Spanish footballer (born 1947)

Jesús Martínez Rivadeneira (born 7 December 1947) is a Spanish former footballer who played as a defender or midfielder.

He emigrated to Argentina as an infant and began and finished his career there, playing until the age of 45. He spent a decade in Spain with Valencia, playing 235 games across all competitions and winning La Liga in 1970–71. He played four international games for Spain from 1973 to 1974.

After retiring from playing, Martínez was sporting director of Valencia from 1994 to 1997. He later became an agent.

==Early life==
Martínez was born in Cangas, a village in Foz in Galicia. His parents ran a bar in nearby Nois, and before his second birthday, they emigrated to Buenos Aires, Argentina, where they already had relatives. The family sought to escape the living conditions of post-civil war Spain.

==Club career==
Martínez began his career in Argentina with Racing Club, before returning to his country of birth in 1968 when he signed for Valencia. He was signed to replace club icon Manuel Mestre and played his first season as a midfielder, but received criticism from fans for perceived over-elaborate play.

On 10 August 1969, Martínez was conscripted for military service and stationed in El Aiun in the Spanish Sahara. At the end of his service, he returned to Valencia and played as a sweeper, remaining a regular for eight seasons. He was nicknamed La Muralla del Valencia ("The Wall of Valencia"). He was part of the team that won La Liga in 1970–71 under the management of Alfredo Di Stéfano but was injured for most of the campaign, contributing to nine games and assisting one goal.
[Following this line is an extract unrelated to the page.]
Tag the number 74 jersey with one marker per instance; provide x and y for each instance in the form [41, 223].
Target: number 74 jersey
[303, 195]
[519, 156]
After a decade at Valencia, Martínez remained in the city by signing for Levante in Segunda División B in August 1978. He signed a two-year deal, worth 1.5 million Spanish pesetas each. He returned to Argentina in 1979, and played for Huracán, Quilmes, Banfield, Colón, Almagro and Defensores de Belgrano, retiring in 1992, aged 45.

==International career==
Martínez played one match for the Spain national under-18 football team against France. In 1972, he was called up by manager László Kubala for the senior national team away to Greece, but was injured beforehand. He played four matches for the national team, starting on 21 October 1973 with a goalless draw away to Yugoslavia in an unsuccessful qualification campaign for the 1974 FIFA World Cup. As of 2016, he was the only senior international from his home comarca of Mariña de Lugo. He played in a period when Latin American players falsified their genealogy to play for the national team, but was able to prove to sceptics that he had been born in Spain and served in the military.

==Post-playing career==
After retiring, Martínez worked for a company distributing slot machines in Argentina for two years, before being signed on a five-year contract as sporting director at Valencia. The club president who signed him was Francisco Roig Alfonso, his brother-in-law by their marriages to a pair of sisters. He was put in charge of the third-biggest budget in La Liga, and signed 1994 FIFA World Cup-winning manager Carlos Alberto Parreira and players worth 1.4 billion pesetas (around £7 million at the time), but the club struggled in the league and lost the 1995 Copa del Rey final to Deportivo.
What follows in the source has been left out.